Adulting

I enjoyed ComicCon this year. I didn’t actually buy tickets and attend but I did spend Friday afternoon downtown sharing drinks and small bites with a good friend. We poured airline bottles of fireball into hot apple cider and watched costumed masses parade up and down the lobby stairs. It’s not as heavily cosplayed as SakuraCon but the variety is much wider so I actually recognized a fair number.

Alex and I mused on good couples costumes for next year: she’s much taller than me so pairs with a height difference came up like Rick and Morty, Morticia and Wednesday Adams, maybe Captain Mal and his surprise wife Saffron (I don’t have the right figure to be Inara).

We talked late into the night, maintaining our buzz with cheap white wine, sitting on the floor in her living room.

I thought of this moment a few days later when someone asked “What makes you feel like an adult?” I don’t often feel like an adult, despite doing many of the things adults are often accused of.
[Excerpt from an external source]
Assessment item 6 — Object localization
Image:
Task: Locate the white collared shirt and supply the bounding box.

I’ve generally got my shit together, I’m considerate and thoughtful and competent at a variety of things. But none of that makes me really feel adult-like. This conversation made me feel adult-like.

I’ve always been a talker more than a listener. Over the years I’ve identified good listeners like Betty Martin or Paz @ExquisiteOasis or Claire. People who ask questions and listen to the answers; people who make you feel important and interesting. I love the way those people make me feel and I’ve always wanted to cultivate that skill. I’ve gone out of my way for nearly two years to remind myself to stop talking and start listening.
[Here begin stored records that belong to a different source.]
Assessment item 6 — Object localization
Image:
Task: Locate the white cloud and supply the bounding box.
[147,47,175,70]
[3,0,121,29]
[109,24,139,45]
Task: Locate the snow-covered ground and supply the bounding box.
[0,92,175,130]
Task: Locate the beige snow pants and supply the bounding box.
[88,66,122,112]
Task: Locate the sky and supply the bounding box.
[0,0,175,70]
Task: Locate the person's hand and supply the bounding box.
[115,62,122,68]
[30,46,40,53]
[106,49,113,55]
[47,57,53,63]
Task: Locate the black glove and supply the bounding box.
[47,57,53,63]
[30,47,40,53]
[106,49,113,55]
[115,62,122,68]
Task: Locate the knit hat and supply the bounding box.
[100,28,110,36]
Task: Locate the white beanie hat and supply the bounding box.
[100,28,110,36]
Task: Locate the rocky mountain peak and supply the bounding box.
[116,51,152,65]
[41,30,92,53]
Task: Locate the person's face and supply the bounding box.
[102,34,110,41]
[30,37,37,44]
It’s always felt forced. I’m doing it for a client who has never had a chance to mourn the end of a relationship he wasn’t supposed to have or shyly explore kinks and consent with a young man still learning. Or I’m doing it because I want to be that kind of person, not because I am.
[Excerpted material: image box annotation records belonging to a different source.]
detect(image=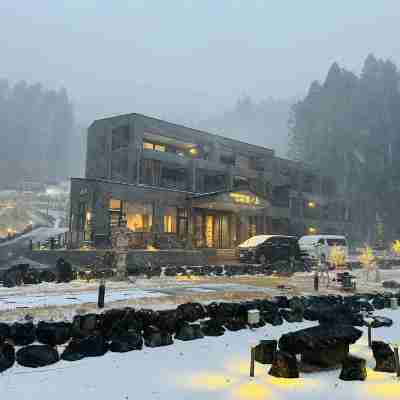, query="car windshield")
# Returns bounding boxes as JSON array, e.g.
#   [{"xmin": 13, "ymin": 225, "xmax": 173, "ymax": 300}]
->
[
  {"xmin": 240, "ymin": 235, "xmax": 270, "ymax": 247},
  {"xmin": 326, "ymin": 239, "xmax": 346, "ymax": 246}
]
This time, this Friday evening, I was that kind of person. I was authentically interested, listening to her without filtering it through my own experience. I didn’t notice for a while that I was even doing it and it was awesome.

Thinking of that moment and realizing that it’ll keep happening more and more as I practice, made me feel like I’d arrived. I felt, for once, like I could be the kind of person I’ve always admired. It’s only taken me almost thirty years, ha!

So when did you finally feel like you’d arrived? When did you feel like you were an adult, not just like someone pretending to be one?